The Prologue introduces the reader to the concept of anchor babies and birthright citizenship. It provides examples of issues and political rhetoric related to anchor babies and the problem of defining the concept. It also lays out the structure and organization of the book as well as the general argument that the anchor baby rhetoric undermines the sense of belonging of U.S.-citizen children by questioning their citizenship on the basis of their parents' immigration status.
This chapter examines media stories about anchor babies and birthright citizenship that appeared in the Los Angeles Times and the New York Times between 1965 and 2015. Media coverage began with stories about birthright citizenship for the children of undocumented immigrants. Early in the 2000s, the term "anchor baby" became part of public discourse and was used to question whether the U.S.-born children of undocumented immigrants deserved citizenship. This chapter traces the politics surrounding the anchor baby rhetoric as well as attempts to legislate changing the Fourteenth Amendment to the U.S. Constitution to deny anchor babies citizenship.

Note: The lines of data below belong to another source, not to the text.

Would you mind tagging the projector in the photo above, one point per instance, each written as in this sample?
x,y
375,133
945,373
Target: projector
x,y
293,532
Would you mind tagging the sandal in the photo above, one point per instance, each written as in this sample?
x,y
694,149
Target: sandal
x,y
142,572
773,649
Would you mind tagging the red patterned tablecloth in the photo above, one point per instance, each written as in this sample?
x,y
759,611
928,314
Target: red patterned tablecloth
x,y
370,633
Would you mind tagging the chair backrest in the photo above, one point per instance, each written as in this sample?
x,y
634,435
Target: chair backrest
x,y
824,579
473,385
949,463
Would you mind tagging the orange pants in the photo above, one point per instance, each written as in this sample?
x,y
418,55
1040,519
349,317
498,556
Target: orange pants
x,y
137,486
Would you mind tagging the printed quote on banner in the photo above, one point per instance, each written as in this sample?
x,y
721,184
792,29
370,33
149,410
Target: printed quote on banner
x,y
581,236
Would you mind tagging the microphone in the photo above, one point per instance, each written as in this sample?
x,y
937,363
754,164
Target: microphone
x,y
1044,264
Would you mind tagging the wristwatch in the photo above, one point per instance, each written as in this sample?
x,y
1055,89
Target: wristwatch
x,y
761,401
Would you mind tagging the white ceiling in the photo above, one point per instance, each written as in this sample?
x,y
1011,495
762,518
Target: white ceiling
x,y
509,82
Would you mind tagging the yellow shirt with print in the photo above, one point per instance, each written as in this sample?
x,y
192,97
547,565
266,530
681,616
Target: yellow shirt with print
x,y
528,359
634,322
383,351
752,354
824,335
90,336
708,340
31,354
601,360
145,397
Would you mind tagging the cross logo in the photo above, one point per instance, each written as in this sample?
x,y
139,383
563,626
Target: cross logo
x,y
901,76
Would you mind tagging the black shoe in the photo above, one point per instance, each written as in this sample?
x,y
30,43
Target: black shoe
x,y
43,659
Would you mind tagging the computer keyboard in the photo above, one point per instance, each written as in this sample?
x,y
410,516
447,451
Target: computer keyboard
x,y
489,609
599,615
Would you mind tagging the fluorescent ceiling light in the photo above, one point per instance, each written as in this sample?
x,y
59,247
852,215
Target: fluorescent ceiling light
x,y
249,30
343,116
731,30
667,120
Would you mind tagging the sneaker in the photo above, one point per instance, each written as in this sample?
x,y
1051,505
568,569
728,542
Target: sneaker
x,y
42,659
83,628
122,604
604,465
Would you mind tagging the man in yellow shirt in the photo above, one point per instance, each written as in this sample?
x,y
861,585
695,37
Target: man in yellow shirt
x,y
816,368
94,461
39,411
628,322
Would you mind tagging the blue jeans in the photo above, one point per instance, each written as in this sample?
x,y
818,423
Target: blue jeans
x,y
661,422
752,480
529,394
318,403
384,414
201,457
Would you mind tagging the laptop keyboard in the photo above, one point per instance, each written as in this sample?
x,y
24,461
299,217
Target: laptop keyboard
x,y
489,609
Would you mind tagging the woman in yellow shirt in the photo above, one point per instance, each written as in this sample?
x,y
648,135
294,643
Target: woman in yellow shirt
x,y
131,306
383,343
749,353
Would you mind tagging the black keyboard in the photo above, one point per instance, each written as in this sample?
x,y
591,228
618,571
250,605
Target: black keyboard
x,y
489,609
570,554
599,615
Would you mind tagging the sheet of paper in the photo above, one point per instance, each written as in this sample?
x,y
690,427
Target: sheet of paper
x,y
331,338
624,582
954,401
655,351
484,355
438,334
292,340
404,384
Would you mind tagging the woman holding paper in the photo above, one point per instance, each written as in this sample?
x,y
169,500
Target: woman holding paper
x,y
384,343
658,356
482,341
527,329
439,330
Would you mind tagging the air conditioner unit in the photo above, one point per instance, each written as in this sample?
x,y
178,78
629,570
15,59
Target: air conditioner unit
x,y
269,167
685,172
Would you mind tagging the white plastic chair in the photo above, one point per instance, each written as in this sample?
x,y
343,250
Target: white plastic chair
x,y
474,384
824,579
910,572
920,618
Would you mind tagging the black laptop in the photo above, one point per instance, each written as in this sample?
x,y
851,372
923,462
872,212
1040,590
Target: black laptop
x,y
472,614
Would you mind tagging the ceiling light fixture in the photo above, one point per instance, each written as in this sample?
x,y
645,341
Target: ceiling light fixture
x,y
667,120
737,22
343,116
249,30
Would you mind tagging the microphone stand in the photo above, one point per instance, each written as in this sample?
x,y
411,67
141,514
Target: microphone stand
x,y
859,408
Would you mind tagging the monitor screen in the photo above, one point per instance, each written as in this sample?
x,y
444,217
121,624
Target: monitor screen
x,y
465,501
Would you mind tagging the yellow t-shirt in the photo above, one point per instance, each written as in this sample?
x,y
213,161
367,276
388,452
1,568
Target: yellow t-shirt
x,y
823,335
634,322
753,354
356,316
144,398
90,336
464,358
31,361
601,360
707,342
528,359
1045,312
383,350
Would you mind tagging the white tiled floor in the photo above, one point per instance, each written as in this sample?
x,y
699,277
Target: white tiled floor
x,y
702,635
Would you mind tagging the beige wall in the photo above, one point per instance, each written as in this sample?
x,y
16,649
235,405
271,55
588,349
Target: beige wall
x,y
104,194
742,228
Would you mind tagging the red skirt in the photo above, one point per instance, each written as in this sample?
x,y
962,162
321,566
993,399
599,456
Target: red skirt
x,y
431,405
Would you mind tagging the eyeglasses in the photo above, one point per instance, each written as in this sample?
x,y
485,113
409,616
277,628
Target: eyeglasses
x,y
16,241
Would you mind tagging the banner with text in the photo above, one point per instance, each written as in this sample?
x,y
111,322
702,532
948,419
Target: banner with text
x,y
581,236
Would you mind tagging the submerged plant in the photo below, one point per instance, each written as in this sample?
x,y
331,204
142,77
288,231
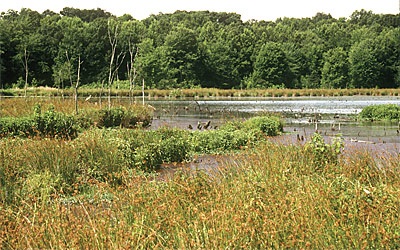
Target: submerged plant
x,y
321,153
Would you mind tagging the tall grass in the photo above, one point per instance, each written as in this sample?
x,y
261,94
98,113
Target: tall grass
x,y
96,92
271,196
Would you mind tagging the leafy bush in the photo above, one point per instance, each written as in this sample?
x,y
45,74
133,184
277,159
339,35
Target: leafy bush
x,y
321,153
48,124
381,112
268,125
147,150
122,117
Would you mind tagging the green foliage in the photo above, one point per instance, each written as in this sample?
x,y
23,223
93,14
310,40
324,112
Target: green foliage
x,y
48,124
268,125
147,150
382,112
336,69
122,117
322,154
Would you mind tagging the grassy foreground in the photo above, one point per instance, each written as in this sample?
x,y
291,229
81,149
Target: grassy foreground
x,y
275,196
95,92
92,192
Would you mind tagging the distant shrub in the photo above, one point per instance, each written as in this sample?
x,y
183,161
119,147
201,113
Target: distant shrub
x,y
320,153
122,117
381,112
269,125
48,124
147,150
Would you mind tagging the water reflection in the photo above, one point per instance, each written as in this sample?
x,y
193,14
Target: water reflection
x,y
303,115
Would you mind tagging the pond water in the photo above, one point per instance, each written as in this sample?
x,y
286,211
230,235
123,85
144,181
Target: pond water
x,y
330,116
302,115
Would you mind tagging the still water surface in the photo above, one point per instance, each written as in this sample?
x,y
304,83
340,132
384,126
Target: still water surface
x,y
302,115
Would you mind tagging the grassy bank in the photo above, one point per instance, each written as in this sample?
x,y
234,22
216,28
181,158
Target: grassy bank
x,y
274,197
96,191
200,93
382,112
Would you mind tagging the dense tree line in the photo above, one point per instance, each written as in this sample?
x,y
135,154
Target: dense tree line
x,y
206,49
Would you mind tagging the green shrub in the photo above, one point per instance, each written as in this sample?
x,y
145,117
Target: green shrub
x,y
322,154
122,117
49,124
268,125
381,112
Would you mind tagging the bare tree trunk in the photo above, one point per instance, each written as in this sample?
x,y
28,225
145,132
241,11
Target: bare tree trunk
x,y
77,84
113,42
131,71
101,93
26,56
143,91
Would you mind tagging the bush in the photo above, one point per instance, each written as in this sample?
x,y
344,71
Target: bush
x,y
320,153
122,117
50,124
381,112
268,125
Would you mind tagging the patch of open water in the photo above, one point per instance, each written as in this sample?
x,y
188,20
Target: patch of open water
x,y
303,116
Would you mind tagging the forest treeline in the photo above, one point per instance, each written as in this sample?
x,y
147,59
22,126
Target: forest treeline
x,y
198,49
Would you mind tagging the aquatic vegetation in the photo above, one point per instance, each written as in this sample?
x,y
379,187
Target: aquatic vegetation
x,y
382,112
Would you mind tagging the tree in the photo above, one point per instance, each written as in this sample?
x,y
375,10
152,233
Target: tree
x,y
365,70
27,40
335,70
271,67
69,58
182,52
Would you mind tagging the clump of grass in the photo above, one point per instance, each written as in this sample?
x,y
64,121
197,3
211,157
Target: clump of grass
x,y
271,197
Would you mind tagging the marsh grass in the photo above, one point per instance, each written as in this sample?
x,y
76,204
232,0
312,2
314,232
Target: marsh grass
x,y
272,197
95,92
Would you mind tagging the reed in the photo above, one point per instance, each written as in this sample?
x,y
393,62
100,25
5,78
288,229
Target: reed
x,y
271,196
96,92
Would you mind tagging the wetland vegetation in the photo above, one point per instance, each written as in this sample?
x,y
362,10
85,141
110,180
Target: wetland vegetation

This chapter attempts to put the often hyperbolic rhetoric surrounding anchor babies into a historical framework. The children of immigrants have always had a tenuous position in American society. The Fourteenth Amendment to the U.S. Constitution made birth in the nation, with some exceptions, a definition of citizenship. The Supreme Court, in the Wong Kim Ark case in 1898, made it clear that birthright citizenship applied to the children of immigrants, even when their parents may not have been eligible for citizenship themselves. However, the children of stigmatized ethnic and racial groups still found their citizenship questioned throughout the 20th century.

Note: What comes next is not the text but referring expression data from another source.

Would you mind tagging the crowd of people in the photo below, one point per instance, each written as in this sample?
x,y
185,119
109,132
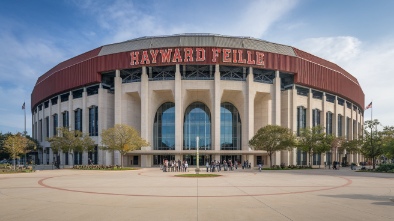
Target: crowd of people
x,y
213,166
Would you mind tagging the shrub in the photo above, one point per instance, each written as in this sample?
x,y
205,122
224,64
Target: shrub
x,y
385,168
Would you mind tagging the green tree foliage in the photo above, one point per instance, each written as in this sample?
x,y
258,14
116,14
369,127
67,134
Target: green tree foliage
x,y
314,140
272,138
388,142
16,145
122,138
372,141
69,141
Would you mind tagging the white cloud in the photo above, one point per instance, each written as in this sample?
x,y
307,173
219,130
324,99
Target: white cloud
x,y
371,63
259,16
123,20
335,49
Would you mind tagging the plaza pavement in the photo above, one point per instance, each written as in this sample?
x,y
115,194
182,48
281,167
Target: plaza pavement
x,y
150,194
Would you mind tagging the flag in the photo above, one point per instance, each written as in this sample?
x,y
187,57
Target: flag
x,y
369,106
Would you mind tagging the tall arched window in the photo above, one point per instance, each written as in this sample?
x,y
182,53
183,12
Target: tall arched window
x,y
301,119
230,127
329,122
164,127
197,122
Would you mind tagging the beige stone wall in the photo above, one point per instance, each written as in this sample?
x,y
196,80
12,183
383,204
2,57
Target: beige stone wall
x,y
135,104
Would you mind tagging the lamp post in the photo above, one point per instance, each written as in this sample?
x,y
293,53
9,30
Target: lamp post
x,y
197,156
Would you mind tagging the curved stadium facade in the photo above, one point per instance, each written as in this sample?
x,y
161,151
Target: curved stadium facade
x,y
175,88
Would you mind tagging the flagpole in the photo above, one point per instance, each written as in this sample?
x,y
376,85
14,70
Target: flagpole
x,y
24,109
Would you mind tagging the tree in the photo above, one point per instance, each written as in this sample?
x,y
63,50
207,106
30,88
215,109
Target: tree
x,y
372,141
122,138
388,142
314,140
350,146
272,138
16,145
69,141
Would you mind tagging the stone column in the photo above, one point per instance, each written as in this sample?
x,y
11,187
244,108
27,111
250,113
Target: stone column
x,y
145,123
117,109
216,109
100,125
85,122
71,121
178,109
294,121
277,110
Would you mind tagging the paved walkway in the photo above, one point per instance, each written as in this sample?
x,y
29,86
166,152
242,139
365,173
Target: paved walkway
x,y
150,194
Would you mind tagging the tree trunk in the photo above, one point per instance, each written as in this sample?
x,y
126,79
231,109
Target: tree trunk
x,y
373,163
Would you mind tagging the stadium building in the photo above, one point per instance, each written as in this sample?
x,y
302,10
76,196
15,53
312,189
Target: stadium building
x,y
175,88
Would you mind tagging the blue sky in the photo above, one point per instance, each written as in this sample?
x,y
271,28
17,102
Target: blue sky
x,y
37,35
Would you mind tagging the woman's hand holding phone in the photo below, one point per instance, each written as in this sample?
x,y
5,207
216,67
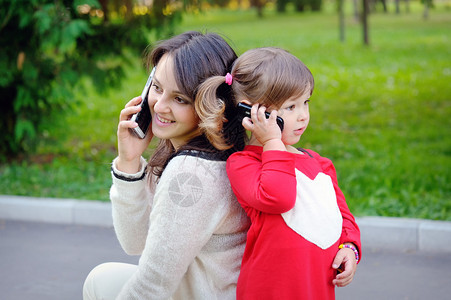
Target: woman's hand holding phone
x,y
130,147
265,130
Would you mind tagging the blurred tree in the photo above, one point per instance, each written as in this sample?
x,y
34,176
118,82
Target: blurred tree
x,y
46,46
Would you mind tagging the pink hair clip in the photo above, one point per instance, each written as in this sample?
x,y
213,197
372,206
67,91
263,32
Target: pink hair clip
x,y
229,79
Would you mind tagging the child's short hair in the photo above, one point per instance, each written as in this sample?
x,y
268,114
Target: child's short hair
x,y
269,76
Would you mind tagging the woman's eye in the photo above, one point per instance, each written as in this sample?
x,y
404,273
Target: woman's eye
x,y
156,87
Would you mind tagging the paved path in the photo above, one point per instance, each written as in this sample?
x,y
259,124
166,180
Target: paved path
x,y
50,261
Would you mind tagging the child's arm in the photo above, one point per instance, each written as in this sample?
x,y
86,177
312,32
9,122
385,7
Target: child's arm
x,y
346,260
263,181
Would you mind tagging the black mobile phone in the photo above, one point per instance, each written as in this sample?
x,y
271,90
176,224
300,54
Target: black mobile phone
x,y
143,117
244,110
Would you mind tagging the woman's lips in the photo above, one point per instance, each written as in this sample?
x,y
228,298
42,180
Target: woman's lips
x,y
162,121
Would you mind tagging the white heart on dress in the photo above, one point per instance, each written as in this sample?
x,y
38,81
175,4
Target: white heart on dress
x,y
316,215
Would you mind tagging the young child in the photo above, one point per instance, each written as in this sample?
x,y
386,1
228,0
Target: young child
x,y
302,230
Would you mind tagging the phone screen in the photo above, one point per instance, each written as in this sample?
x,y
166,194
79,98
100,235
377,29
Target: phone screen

Citizens living with families that include undocumented immigrants may be subject to policies that diminish their rights as citizens, or they may face verbally and physically aggressive behavior by individuals who challenge their right to belong in America. They also face the daily threat of deportation that would tear apart their families, often leaving them destitute. State policies that deny birth certificates to U.S.-born children not only affect the individuals so denied; they also underscore that the state can disregard the rights of these so-called anchor babies. Such policies also provide evidence of the power of the anchor baby rhetoric to justify policies on the basis of the belief that anchor babies are undeserving citizens.

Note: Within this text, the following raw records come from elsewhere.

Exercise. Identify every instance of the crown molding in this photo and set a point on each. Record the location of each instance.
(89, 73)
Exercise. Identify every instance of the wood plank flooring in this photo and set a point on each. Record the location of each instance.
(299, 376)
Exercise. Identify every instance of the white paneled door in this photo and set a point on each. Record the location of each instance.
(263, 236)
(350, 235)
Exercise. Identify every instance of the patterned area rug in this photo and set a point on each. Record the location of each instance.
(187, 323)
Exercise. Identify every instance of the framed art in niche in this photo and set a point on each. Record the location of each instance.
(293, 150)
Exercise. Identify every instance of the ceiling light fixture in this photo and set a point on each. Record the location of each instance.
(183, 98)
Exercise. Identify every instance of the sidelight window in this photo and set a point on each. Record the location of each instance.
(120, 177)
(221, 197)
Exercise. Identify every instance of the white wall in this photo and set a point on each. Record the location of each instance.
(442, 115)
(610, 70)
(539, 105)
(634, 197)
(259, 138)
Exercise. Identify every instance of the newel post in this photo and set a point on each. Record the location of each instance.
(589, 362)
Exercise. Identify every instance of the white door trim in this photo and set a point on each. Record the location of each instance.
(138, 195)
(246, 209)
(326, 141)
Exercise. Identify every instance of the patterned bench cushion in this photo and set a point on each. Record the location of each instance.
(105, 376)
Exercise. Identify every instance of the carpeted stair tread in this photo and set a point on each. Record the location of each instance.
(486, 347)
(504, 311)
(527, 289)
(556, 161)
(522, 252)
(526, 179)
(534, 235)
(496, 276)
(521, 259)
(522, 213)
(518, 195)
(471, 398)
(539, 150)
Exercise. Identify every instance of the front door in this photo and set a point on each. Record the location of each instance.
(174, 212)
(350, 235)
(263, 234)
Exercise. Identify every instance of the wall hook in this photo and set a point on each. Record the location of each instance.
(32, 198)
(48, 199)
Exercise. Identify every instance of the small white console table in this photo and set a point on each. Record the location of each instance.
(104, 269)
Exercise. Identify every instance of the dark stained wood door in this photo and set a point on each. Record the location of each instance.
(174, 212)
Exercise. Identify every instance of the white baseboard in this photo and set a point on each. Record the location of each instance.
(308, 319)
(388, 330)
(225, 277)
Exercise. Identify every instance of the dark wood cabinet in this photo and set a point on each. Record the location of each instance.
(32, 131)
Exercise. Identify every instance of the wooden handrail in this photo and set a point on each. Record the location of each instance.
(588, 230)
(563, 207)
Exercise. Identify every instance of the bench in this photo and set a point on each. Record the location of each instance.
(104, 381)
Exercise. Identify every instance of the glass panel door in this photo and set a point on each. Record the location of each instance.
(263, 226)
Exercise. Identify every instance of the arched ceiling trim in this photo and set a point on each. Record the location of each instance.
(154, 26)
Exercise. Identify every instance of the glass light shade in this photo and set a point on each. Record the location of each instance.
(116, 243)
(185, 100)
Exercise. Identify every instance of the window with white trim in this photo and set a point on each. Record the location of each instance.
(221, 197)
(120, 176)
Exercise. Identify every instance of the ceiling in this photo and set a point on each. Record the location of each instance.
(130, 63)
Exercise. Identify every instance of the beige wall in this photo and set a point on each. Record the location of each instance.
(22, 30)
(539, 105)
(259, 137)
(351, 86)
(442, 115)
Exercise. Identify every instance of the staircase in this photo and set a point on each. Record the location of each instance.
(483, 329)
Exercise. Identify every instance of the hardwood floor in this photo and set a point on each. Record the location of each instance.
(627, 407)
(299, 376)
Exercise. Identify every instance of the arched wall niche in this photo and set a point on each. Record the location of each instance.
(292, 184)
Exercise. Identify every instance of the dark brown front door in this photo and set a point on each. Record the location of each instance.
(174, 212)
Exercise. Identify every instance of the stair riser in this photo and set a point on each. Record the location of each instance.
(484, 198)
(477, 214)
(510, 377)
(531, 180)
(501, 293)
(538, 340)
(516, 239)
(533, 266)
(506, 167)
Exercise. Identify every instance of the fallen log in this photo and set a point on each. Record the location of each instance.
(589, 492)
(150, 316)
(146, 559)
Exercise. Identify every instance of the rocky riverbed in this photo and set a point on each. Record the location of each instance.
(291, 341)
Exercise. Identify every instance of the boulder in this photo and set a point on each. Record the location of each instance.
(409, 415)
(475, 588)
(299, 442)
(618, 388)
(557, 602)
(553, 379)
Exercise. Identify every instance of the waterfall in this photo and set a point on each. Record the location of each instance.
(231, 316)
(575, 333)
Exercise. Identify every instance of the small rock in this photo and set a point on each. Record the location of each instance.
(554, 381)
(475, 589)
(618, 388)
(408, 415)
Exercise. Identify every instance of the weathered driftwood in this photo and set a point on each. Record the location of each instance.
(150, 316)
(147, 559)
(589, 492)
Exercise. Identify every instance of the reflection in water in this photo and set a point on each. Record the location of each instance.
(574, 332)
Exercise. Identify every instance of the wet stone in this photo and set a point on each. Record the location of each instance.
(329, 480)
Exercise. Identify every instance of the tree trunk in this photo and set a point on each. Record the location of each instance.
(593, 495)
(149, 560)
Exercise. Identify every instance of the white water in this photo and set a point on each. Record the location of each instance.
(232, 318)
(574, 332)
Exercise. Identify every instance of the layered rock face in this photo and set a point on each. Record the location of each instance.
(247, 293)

The Epilogue returns to the book's argument that the anchor baby rhetoric undermines the sense of belonging and citizenship for the U.S.-born children of immigrants. It also shows that the targets of such rhetoric can feel as if they are being singled out as undeserving Americans. It examines the case of Judge Gonzalo Curiel, whose ability to perform his judicial duties were questioned because of his Mexican heritage. The book ends with the hope that the children of immigrants will not let the anchor baby rhetoric diminish them as people and as citizens.